The CDC also identified three cases of the Brazilian variant in two states.

Along with San Diego's Illumina, the Scripps Research Institute, and several other labs, Dr. Lee's lab published a paper on Monday detailing some startling new information about the UK Variant in the United States.

They found it's 35-45% more contagious than the current dominant COVID-19 strain, and their paper suggests cases in the US could double every 10 days.

The paper also says it could become the dominant strain in the areas where it's found by early March.

Other research on the UK's variant says it may be more deadly, but that hasn't been confirmed.

Because the South African and Brazilian variants are so sparse, not a lot is known about them.

South African officials announced earlier that the variant from their country did not respond to the AstraZeneca vaccine earlier in the week. They have since stopped administering those shots.

The CDC says some studies show the Moderna vaccine could also be less effective against the South African variant, but more research is needed.

The Brazilian variant, P.1, has 17 different mutations. Early studies say those mutations may make it harder for antibodies to fight it off, whether they're made naturally within the body's immune system or gained through a vaccine.

But, like the information about the South African variant, it's too soon to know for sure.

Now that all three have been found in the U.S., the key to stopping them from spreading starts with tracking all cases. That will take genomic testing of all positive results.

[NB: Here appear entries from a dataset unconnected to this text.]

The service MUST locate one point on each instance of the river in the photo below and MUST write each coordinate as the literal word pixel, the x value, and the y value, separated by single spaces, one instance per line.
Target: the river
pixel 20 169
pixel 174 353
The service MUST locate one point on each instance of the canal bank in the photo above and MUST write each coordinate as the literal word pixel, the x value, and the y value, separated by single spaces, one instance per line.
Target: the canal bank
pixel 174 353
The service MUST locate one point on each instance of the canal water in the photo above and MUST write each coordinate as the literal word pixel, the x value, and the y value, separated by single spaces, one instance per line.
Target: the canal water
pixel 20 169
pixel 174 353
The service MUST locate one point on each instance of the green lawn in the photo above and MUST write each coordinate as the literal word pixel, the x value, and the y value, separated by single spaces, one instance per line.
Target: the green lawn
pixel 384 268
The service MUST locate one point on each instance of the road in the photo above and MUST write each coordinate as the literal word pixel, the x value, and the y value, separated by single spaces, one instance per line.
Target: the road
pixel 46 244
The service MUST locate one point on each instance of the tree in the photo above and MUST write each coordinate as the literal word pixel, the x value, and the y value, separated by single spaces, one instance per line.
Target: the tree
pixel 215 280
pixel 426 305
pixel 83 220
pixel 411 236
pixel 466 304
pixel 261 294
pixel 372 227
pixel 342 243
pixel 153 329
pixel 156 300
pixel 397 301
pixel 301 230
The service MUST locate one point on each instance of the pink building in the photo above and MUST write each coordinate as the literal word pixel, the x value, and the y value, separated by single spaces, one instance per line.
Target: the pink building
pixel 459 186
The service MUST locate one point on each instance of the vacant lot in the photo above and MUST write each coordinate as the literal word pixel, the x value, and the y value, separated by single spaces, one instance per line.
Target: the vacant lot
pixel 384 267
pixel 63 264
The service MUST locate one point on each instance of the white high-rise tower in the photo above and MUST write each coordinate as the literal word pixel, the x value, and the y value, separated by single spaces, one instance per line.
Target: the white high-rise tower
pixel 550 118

"If you're not tracking exactly what's going on, you might start to see infections rise," says Alex Dickinson, the Chairman of San Diego-based ChromaCode. "But you wouldn't know why."

Dickinson's company is developing a rapid PCR test that would identify COVID in the body and identify what Variant a person has.

They still need FDA approval. But Dickinson says a rapid, dual-purpose test could help track the virus in real-time. It would also allow doctors to pair the proper treatment and vaccines to fight each variant.

"If you're not looking at that evolution, you can't ensure that the vaccines and the other treatments are keeping up," he says.

Until that kind of testing is in place, health experts say the best defense against the Variants is reinforcing the safety measures already in place to fight COVID-19. They advise people to wear masks, wash hands, social distance, and get the vaccine.

They say the more we do to stop the spread, the easier the variants will be to fight.

And fewer cases of COVID-19 also mean fewer chances for the disease to mutate again.